The current through each resistor.

Answer to Problem 16PP

  $I_1=0.1\text{A}$ , $I_2=0.2\text{A}$ , and $I_3=0.3\text{A}$ .

Explanation of Solution

Given:

The potential applied, $V=12.0\text{V}$

The first resistor, $R_1=120.0\Omega$

The second resistor, $R_2=60\Omega$

The third resistor, $R_3=40.0\Omega$

From part (a), the net resistance, $R_n=20.0\Omega$

Formula used:

Ohm’s law,

  $V=IR$

Where,V is the voltage, I is the current and R is the resistance.

Calculation:

It is known that in parallel, potential remains same.

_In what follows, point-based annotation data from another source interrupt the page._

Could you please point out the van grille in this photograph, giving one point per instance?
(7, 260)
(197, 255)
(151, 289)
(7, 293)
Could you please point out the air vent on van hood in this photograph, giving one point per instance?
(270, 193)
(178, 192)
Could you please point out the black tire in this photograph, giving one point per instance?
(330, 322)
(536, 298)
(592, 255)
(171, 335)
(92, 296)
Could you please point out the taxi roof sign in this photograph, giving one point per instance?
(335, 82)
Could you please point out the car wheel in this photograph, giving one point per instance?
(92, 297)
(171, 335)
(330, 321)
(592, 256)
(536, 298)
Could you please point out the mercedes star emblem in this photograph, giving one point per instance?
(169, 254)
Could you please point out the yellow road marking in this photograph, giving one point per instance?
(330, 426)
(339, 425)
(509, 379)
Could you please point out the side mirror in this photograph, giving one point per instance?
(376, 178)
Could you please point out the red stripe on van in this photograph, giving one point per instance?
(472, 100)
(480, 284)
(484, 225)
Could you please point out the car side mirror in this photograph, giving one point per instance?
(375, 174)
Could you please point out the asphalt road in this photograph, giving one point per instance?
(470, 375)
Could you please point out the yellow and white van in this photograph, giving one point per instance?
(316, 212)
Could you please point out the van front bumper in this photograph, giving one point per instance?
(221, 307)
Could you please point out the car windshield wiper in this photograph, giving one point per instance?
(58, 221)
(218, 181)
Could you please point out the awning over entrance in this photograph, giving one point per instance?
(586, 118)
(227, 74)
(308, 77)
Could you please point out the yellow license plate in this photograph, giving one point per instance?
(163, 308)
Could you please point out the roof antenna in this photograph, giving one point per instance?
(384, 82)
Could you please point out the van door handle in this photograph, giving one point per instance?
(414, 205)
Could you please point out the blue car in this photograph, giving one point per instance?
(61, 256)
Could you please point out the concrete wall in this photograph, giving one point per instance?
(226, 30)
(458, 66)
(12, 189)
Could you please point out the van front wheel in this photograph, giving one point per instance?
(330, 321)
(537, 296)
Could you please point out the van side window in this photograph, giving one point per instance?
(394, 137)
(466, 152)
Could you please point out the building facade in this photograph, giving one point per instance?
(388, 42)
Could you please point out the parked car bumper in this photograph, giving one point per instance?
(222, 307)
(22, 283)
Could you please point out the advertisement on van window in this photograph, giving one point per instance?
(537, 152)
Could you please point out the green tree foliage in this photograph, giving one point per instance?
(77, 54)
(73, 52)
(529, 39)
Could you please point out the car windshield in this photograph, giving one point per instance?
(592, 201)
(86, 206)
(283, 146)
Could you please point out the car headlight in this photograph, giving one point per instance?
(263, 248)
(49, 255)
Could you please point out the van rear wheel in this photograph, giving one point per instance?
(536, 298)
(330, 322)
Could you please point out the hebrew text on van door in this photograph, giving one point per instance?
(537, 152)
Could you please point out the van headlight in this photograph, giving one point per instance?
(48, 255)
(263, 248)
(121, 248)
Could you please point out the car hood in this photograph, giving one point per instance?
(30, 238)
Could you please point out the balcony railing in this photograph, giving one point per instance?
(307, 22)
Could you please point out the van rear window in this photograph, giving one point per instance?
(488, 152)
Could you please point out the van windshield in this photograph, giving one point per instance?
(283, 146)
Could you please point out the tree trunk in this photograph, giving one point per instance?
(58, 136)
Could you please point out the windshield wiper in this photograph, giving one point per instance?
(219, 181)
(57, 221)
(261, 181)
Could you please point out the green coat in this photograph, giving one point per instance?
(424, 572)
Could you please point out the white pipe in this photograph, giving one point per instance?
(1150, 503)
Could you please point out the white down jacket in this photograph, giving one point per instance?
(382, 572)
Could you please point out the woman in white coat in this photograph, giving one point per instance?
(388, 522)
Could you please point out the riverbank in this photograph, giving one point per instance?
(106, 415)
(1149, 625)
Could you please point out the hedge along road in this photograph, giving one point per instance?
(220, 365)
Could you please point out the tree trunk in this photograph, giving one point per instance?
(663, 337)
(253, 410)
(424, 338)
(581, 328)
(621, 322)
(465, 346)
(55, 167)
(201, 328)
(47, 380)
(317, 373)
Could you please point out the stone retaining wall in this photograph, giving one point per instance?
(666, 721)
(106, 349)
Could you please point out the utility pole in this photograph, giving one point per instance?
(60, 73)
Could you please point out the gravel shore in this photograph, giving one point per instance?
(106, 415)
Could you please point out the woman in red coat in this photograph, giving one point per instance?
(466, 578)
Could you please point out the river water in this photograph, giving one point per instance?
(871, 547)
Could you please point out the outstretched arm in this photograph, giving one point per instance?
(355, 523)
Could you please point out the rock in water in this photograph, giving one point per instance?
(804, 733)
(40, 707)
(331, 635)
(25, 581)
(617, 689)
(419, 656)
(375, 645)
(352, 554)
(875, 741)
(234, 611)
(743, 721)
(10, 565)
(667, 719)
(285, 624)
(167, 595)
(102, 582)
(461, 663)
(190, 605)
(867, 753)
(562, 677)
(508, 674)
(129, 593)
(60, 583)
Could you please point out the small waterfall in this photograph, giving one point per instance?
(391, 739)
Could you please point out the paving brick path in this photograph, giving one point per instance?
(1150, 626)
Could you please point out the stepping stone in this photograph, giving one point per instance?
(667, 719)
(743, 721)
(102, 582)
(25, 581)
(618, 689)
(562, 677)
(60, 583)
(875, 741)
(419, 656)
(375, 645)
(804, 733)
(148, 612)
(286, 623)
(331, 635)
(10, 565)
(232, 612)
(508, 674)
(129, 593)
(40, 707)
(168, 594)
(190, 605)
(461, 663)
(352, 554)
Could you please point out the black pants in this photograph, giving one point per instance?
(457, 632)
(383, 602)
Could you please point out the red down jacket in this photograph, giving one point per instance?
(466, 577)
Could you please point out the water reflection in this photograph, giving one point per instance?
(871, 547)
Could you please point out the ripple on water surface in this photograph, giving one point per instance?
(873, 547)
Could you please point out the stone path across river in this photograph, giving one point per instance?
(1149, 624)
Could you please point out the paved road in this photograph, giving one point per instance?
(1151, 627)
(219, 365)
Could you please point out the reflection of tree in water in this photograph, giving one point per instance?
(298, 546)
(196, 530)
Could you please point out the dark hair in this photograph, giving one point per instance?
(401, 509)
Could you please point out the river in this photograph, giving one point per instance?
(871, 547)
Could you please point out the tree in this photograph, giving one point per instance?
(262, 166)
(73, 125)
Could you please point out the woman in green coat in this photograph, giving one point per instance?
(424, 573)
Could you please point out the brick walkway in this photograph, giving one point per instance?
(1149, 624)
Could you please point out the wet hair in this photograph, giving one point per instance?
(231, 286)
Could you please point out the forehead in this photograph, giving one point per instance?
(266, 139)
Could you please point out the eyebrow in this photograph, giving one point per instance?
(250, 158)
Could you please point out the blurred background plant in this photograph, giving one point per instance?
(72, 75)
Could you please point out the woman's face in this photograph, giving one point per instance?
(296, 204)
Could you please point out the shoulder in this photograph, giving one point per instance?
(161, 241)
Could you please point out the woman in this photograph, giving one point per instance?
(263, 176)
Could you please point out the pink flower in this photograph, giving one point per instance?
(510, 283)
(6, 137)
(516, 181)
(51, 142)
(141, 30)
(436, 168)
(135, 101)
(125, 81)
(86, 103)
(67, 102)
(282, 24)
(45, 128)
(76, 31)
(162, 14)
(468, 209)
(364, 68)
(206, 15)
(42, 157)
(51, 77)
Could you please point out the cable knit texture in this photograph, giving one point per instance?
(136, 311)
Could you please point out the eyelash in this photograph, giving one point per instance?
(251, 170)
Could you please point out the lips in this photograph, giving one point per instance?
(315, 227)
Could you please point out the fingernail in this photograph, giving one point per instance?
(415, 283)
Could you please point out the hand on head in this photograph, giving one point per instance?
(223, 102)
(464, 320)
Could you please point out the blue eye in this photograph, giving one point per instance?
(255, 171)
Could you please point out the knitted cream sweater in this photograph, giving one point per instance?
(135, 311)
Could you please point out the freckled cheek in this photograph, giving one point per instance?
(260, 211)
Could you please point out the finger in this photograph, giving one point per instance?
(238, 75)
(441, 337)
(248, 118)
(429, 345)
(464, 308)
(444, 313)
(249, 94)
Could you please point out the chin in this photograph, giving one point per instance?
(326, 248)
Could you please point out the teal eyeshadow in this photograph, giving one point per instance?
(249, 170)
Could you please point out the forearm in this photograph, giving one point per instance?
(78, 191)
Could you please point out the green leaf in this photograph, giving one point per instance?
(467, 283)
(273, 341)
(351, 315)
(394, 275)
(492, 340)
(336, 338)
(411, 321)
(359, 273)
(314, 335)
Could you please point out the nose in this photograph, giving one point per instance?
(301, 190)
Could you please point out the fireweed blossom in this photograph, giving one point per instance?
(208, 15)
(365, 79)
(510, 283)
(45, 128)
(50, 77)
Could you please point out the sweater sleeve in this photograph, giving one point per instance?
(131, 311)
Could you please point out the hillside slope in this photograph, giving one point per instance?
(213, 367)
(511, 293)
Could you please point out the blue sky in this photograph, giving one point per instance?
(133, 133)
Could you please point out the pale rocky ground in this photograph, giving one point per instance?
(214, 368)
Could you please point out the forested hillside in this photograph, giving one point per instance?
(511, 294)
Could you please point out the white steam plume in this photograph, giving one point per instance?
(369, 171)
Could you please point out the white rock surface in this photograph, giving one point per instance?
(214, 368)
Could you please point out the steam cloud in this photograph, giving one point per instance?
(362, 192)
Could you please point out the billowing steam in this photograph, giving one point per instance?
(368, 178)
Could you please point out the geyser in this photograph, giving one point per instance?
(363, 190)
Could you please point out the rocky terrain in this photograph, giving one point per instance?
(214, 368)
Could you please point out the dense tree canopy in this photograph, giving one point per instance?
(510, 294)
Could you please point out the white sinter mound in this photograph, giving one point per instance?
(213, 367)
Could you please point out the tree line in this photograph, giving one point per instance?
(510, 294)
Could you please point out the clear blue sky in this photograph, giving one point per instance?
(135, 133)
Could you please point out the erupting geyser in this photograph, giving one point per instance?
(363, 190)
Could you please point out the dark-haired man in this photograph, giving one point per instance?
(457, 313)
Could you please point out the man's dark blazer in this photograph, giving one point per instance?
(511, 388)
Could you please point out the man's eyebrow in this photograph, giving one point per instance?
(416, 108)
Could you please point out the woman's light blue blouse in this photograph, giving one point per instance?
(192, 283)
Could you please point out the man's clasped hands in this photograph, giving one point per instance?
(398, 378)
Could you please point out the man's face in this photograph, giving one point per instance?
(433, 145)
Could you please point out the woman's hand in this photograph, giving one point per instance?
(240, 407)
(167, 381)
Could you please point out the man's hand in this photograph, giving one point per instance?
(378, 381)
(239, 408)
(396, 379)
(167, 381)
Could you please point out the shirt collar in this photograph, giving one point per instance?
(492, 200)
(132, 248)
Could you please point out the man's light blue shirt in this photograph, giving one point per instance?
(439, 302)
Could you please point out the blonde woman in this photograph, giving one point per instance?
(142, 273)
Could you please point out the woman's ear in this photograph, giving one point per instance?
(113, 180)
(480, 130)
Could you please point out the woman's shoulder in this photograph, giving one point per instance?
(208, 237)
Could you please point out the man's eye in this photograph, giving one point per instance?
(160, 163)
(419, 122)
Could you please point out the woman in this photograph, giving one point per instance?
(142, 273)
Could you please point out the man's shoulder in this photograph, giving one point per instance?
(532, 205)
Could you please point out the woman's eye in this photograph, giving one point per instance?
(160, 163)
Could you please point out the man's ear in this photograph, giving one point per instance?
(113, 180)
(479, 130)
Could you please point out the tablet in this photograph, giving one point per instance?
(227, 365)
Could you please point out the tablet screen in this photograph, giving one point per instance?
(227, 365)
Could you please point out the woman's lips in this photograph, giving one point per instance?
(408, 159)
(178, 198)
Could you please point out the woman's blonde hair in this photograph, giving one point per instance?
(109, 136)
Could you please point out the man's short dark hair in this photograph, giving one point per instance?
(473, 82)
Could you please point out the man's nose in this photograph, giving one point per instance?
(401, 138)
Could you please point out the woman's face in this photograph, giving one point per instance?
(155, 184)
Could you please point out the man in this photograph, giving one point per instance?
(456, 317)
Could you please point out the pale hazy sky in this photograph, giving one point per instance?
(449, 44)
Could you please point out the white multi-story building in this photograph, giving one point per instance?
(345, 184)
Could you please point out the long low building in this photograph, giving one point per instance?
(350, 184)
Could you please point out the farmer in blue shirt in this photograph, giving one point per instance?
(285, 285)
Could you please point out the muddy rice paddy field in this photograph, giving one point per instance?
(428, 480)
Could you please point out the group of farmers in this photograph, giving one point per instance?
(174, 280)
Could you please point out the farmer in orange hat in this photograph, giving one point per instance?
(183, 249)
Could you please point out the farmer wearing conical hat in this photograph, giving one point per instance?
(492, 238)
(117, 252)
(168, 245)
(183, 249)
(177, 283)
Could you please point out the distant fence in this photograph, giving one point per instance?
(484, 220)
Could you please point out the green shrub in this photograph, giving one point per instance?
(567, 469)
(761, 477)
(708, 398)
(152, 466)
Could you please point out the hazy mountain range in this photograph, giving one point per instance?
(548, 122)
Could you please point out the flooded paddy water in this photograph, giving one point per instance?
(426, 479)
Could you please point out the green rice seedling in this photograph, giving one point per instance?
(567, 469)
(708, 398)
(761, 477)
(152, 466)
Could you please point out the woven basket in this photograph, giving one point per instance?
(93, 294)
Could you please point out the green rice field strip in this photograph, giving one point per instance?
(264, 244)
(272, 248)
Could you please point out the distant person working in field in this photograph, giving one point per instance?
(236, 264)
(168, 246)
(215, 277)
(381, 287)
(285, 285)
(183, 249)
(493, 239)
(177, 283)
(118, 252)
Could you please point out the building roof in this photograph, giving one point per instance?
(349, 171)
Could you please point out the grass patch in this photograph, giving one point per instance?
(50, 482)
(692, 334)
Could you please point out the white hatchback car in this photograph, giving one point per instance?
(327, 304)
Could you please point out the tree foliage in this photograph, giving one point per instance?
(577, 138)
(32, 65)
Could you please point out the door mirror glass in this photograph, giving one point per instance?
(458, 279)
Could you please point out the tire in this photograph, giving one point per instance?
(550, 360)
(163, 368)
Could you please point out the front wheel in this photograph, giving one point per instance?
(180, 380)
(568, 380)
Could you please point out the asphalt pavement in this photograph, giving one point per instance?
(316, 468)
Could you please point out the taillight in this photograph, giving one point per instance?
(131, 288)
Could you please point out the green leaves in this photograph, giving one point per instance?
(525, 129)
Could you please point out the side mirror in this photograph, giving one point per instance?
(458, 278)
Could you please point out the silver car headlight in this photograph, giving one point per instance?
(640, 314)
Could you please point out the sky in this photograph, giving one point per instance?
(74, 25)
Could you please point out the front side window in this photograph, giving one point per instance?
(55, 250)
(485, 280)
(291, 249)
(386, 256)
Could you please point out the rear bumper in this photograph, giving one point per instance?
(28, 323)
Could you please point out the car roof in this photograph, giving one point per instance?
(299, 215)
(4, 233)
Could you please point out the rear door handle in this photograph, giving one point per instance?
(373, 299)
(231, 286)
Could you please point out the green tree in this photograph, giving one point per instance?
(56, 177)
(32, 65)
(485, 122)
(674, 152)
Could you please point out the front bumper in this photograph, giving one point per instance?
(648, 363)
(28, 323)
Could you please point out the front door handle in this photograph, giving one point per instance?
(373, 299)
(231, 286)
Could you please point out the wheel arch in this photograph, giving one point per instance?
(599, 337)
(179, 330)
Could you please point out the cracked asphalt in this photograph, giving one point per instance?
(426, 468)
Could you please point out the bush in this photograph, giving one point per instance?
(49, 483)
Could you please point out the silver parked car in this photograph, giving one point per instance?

Thus, the current through the first resistor is,

  $\begin{array}{c}V=I_1{R}_1\\ I_1=\frac{12}{120}\\ =0.1\text{A}\end{array}$

Similarly, the current through the second resistor is,

  $\begin{array}{c}V=I_2{R}_2\\ I_2=\frac{12}{60}\\ =0.2\text{A}\end{array}$

And, the current through the third resistor is,

  $\begin{array}{c}V=I_3{R}_3\\ I_3=\frac{12}{40}\\ =0.3\text{A}\end{array}$

Conclusion:

Hence, it can be observed that the net current through the circuit is equal to the sum of the current through each resistor.